Ce matin ma plume est alerte,
Elle redore le blason des mots.
Un peu usés, galvaudés, certes !
Mais qui ont pas dit leur dernier mot.
Elle va sublimer les mots libres,
La subversion et l'irrespect,
Contester la morale des livres,
Innocenter les mots suspects.
[Refrain]
Amour, liberté, vérité,
Il faudra choisir.
Amour, liberté, vérité,
Plutôt qu'obéir.
Ce matin ma plume est au centre,
En plein dans le cœur du sujet.
La folle se frotte le ventre
Aux quadrillés d'un premier jet.
Réhabilitant la mâtine,
Les mots traqués qui en ont bavé.
Qu'elle va quérir dans les épines,
Voire même sous quelques pavés.
[Refrain]
Elle va livrer sans rectitude,
Ses solécismes en un bagout,
Que d'aucuns trouvent, d'habitude
Tout persillé de mauvais goût.
Certes le goût des dithyrambes
Qu'un futur académicien
Accompagne de ronds de jambe
N'a rien à voir avec le mien.
[Refrain]
Léautaud, chrétien détestable,1
Confiait en ricanant tout bas,
Qu'avant tout une chose convenable,
C'est, bien sûr, celle qui ne convient pas.

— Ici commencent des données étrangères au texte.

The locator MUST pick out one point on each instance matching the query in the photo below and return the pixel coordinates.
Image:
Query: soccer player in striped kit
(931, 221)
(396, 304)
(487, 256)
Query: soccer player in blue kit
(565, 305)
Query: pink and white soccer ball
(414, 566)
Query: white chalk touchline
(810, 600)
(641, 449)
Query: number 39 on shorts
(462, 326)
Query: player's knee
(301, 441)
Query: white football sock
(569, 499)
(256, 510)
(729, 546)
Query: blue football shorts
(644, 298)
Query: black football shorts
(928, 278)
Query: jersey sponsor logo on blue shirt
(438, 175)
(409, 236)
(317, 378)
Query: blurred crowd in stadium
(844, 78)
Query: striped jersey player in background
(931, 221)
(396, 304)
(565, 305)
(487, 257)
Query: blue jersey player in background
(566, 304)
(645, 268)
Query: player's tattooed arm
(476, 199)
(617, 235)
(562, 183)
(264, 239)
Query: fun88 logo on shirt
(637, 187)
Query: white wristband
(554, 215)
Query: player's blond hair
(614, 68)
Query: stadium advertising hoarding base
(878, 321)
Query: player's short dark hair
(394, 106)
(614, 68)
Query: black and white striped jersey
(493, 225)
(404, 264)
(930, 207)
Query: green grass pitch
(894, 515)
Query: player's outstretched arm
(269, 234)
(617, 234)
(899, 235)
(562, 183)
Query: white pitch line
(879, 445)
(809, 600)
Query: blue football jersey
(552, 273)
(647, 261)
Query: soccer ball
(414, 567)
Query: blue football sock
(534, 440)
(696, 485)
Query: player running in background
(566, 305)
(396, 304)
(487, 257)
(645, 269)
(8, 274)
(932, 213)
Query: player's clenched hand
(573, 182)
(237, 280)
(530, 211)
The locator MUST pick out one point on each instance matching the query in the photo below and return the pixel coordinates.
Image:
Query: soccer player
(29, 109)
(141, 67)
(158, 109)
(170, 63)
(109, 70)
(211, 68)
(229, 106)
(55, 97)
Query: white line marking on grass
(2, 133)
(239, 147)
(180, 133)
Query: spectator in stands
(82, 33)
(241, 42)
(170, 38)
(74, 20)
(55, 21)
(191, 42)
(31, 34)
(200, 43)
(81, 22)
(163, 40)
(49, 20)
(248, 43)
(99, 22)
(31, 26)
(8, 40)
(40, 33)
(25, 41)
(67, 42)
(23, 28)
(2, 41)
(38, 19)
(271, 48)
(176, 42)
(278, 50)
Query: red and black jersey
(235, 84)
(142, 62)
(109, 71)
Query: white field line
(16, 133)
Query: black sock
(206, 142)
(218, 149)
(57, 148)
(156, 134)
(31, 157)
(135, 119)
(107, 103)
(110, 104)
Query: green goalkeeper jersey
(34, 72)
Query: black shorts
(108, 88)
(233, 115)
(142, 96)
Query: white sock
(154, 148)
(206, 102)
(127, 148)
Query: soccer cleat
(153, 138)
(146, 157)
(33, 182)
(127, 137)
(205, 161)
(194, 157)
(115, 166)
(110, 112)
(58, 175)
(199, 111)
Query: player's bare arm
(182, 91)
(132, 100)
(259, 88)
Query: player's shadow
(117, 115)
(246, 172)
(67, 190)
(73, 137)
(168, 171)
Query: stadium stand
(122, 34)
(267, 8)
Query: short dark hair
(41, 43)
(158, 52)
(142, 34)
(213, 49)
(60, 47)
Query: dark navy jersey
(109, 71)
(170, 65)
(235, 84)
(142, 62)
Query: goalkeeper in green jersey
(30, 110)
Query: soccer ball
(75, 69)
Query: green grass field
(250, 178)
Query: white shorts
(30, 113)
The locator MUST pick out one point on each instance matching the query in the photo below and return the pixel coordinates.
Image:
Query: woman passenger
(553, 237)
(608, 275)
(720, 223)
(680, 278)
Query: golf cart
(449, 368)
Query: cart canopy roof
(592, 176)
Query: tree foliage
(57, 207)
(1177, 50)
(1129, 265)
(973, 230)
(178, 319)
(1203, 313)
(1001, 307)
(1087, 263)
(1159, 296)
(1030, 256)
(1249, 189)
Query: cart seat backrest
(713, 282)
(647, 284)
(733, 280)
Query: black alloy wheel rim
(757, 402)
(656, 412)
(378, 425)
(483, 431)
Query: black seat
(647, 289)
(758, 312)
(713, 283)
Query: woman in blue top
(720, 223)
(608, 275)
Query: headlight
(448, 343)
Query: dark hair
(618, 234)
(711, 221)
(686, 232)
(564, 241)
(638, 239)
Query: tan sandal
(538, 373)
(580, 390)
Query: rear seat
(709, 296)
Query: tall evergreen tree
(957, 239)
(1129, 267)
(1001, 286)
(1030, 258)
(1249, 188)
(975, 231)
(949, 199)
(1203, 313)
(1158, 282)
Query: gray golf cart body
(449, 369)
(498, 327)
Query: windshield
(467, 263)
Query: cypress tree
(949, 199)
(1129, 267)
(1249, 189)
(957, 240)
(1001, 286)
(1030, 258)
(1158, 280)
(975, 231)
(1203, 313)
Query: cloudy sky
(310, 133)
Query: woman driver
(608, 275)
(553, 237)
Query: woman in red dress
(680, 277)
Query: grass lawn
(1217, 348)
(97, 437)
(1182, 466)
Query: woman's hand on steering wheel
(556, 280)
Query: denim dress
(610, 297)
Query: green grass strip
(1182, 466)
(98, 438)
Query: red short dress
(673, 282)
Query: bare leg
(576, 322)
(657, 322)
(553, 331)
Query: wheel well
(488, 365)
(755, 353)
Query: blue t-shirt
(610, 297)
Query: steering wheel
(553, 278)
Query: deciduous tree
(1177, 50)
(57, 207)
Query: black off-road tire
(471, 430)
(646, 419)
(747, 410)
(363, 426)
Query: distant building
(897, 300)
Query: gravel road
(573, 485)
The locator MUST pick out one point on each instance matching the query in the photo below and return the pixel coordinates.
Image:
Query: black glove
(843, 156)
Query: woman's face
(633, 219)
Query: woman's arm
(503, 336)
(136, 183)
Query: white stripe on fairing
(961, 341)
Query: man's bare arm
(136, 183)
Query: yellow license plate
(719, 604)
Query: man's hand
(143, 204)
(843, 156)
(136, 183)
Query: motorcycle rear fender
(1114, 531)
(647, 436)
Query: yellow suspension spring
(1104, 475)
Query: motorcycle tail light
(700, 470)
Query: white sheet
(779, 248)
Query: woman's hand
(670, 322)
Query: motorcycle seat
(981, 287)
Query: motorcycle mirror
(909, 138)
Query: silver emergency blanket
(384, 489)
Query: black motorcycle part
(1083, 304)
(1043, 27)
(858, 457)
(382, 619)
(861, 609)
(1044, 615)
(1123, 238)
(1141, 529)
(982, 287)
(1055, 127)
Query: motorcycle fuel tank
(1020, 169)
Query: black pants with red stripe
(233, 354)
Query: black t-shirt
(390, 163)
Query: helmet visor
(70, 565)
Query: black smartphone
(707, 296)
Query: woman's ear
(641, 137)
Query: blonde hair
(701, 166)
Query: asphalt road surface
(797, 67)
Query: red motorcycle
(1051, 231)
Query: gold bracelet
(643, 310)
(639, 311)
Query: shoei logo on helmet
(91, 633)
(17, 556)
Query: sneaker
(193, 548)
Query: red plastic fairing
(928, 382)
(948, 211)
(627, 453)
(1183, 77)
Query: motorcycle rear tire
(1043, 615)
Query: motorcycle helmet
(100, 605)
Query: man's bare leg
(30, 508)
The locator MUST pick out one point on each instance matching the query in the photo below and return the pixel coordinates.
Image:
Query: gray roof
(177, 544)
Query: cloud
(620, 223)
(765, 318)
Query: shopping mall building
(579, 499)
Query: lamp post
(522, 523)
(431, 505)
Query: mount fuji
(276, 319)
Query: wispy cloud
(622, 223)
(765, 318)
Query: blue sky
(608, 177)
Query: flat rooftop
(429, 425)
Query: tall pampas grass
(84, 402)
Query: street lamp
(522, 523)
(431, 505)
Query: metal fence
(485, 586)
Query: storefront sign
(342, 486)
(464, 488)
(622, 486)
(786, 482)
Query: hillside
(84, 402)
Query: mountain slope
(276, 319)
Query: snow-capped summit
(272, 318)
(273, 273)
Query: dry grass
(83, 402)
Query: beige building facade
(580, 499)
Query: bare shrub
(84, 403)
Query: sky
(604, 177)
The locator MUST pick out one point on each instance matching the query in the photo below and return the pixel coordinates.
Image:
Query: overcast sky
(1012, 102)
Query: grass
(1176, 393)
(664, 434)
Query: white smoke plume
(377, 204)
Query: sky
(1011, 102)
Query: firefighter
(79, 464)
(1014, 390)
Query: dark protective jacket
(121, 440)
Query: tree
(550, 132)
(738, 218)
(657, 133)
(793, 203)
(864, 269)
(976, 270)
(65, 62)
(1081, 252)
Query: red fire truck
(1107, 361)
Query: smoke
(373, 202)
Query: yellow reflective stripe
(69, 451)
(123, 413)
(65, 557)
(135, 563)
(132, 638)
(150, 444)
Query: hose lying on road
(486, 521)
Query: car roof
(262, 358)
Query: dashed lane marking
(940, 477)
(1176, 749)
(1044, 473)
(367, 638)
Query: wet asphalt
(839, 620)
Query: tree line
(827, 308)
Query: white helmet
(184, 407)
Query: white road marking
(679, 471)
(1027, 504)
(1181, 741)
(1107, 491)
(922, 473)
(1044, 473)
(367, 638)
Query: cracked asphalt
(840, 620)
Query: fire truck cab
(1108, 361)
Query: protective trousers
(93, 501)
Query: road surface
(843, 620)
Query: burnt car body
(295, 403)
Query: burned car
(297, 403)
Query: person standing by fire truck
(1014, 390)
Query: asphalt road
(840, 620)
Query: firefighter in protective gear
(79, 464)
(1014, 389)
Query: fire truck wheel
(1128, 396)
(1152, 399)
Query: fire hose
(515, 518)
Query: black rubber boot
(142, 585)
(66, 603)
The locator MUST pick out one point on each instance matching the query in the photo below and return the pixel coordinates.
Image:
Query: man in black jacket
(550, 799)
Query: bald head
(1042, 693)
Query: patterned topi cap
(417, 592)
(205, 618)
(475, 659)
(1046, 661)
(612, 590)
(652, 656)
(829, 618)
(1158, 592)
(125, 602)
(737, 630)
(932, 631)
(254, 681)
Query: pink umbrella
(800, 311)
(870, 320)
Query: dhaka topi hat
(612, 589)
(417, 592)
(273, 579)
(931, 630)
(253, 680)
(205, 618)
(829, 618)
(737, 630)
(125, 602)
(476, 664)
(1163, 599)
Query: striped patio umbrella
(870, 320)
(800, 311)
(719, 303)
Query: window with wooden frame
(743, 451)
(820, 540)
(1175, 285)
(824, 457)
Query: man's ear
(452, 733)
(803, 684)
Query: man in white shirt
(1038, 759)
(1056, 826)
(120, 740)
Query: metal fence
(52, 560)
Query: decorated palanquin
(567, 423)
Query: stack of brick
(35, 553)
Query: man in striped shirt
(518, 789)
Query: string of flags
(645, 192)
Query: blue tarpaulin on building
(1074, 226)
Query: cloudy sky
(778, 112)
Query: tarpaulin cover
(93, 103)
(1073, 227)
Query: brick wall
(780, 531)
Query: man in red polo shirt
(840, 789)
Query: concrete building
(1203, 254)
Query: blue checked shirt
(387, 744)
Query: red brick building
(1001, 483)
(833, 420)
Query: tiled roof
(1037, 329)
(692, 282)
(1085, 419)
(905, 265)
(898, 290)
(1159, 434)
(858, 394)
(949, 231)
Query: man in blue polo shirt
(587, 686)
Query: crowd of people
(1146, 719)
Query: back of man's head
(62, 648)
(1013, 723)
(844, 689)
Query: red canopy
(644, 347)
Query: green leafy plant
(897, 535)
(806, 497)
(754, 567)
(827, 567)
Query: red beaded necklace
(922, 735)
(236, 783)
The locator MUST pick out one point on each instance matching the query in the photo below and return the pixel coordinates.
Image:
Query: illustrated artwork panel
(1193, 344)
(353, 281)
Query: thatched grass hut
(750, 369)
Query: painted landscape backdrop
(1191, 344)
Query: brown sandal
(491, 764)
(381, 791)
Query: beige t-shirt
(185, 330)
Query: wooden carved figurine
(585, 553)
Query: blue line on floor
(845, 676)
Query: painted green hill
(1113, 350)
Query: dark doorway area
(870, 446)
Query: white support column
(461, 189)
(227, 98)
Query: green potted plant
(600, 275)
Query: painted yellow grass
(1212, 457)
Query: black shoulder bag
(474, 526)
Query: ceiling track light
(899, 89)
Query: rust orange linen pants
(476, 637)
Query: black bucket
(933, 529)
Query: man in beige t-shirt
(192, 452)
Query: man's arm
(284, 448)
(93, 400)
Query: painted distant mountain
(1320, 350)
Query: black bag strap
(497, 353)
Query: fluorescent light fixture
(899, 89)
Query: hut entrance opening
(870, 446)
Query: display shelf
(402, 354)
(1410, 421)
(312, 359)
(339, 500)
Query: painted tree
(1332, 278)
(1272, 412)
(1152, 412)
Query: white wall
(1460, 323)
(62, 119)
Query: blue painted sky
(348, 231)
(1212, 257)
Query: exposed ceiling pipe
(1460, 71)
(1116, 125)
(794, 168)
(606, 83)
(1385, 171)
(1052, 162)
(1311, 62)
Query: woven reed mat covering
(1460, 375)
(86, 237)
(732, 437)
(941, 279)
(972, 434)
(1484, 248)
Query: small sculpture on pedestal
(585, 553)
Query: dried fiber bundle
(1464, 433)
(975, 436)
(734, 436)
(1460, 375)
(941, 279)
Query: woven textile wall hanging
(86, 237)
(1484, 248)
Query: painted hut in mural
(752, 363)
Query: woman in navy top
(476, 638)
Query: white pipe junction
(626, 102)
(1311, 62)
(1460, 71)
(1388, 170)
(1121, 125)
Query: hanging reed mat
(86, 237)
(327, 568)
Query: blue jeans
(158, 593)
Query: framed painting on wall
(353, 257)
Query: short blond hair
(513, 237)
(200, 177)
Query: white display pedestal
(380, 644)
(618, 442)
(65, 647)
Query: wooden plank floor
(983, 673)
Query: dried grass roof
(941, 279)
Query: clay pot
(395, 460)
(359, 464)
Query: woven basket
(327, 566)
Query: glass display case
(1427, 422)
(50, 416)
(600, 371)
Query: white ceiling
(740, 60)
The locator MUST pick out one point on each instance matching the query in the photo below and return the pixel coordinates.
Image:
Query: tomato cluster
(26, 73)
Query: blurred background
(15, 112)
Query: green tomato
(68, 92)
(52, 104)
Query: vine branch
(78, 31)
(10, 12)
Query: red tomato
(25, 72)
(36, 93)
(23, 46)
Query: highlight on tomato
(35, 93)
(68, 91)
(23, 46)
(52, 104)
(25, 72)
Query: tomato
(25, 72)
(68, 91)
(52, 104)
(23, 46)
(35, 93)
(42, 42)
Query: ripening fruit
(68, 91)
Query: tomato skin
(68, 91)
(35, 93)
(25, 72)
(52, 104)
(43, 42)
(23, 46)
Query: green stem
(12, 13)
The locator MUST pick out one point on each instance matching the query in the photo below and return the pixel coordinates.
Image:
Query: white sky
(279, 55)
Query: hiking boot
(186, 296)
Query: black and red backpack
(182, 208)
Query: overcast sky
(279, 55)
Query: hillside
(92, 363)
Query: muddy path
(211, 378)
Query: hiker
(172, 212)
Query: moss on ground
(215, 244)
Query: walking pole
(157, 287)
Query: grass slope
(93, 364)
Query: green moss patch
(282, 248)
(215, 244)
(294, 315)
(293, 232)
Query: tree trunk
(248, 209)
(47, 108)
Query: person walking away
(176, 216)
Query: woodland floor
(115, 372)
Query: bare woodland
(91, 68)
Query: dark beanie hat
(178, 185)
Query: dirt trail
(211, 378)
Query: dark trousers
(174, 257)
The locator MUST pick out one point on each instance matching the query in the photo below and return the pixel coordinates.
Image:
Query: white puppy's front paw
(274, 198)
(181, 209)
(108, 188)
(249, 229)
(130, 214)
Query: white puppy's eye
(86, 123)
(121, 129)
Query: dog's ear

Que notre première patrie sur terre,
Mes chers ministres, c'est la vie.
Je vous dis ça avant qu'y ait une guerre
Et que vous ne soyez dans vos abris.
[Refrain]
Sacrifice et patriotisme,
Gloire et honneurs, fumisteries !
Ces mots ne sont que des sophismes
Qui envoient les hommes à la boucherie.
Aujourd'hui, ironie suprême :
Hiroshima boit du Coca.
Les français et les allemands s'aiment.
Le commerce a repris ses droits.
[Refrain]
Amour, liberté, vérité,
Il faudra choisir
Amour, liberté, vérité,
Ça ne veut plus rien dire.
[Refrain]
1. Paul Léautaud, est un écrivain et critique littéraire français (1872-1956). Dans les volumes 10, 11, 12 et 13 de son « Journal Littéraire » (correspondant à la fin des années 1930 et à la Seconde Guerre mondiale) il exprime des vues teintées d'antisémitisme.